Main Findings and Results
The research paper presents several significant findings:
- Pareto Optimality: AQLM achieves Pareto optimality in terms of accuracy vs. model size when compressing to less than 3 bits per parameter.
- Performance: It significantly outperforms all known schemes, especially in the extreme compression (2-bit) regime.
- Practical Implementations: The authors provide efficient GPU and CPU implementations of AQLM, capable of matching or outperforming optimized FP16 implementations in terms of speed while operating within a much smaller memory footprint.
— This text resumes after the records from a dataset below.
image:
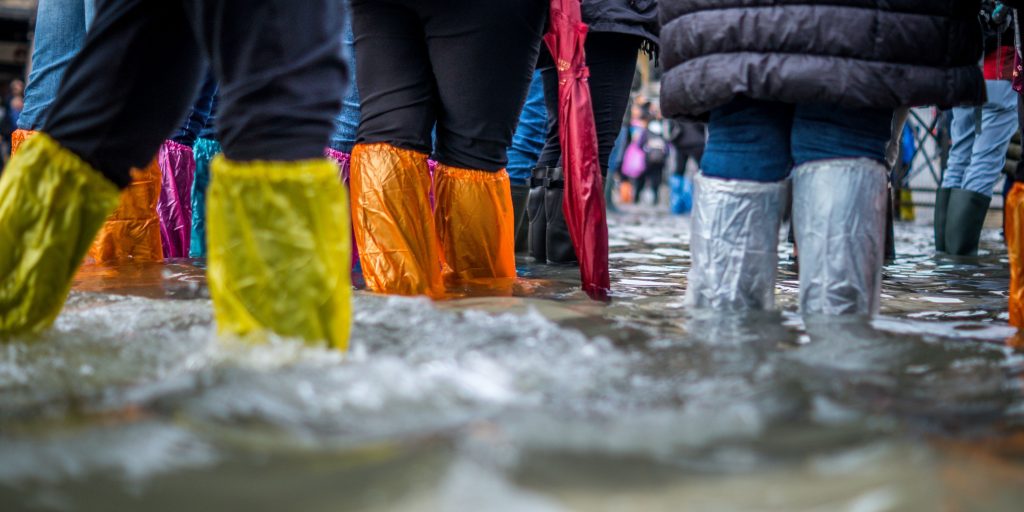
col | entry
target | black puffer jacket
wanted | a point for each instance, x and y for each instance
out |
(855, 53)
(638, 17)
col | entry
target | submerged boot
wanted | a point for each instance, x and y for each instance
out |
(394, 224)
(537, 216)
(51, 206)
(941, 209)
(839, 212)
(132, 231)
(279, 250)
(520, 196)
(965, 219)
(734, 244)
(177, 166)
(557, 243)
(1015, 248)
(475, 223)
(203, 154)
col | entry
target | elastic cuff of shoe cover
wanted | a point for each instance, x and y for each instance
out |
(394, 224)
(132, 231)
(279, 250)
(1015, 246)
(51, 206)
(17, 138)
(475, 223)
Implications and Potential Applications
The implications of this research are profound. By enabling the execution of LLMs with extremely low bit-widths, AQLM can facilitate the deployment of powerful language models on a wide range of devices, including mobile phones and edge devices.
This could democratize access to advanced AI capabilities, bringing sophisticated language understanding and generation to everyday applications.
Potential applications include:
- Edge AI: Deploying LLMs on edge devices for tasks like speech recognition, translation, and conversational AI.
- Embedded Systems: Integrating LLMs into IoT devices for smart home automation and other intelligent systems.
- Mobile Applications: Enhancing the capabilities of mobile apps with advanced language processing features without the need for cloud-based computation.
Conclusion
The AQLM algorithm marks a significant leap forward in the field of LLM compression. By achieving extreme compression ratios with minimal loss in accuracy,
AQLM paves the way for the widespread deployment of powerful language models on resource-constrained devices. This research not only advances the state-of-the-art in model compression but also opens up new possibilities for the practical application of LLMs in everyday technology.
References
Egiazarian, V., Panferov, A., Kuznedelev, D., Frantar, E., Babenko, A., & Alistarh, D. (2023). Extreme Compression of Large Language Models via Additive Quantization.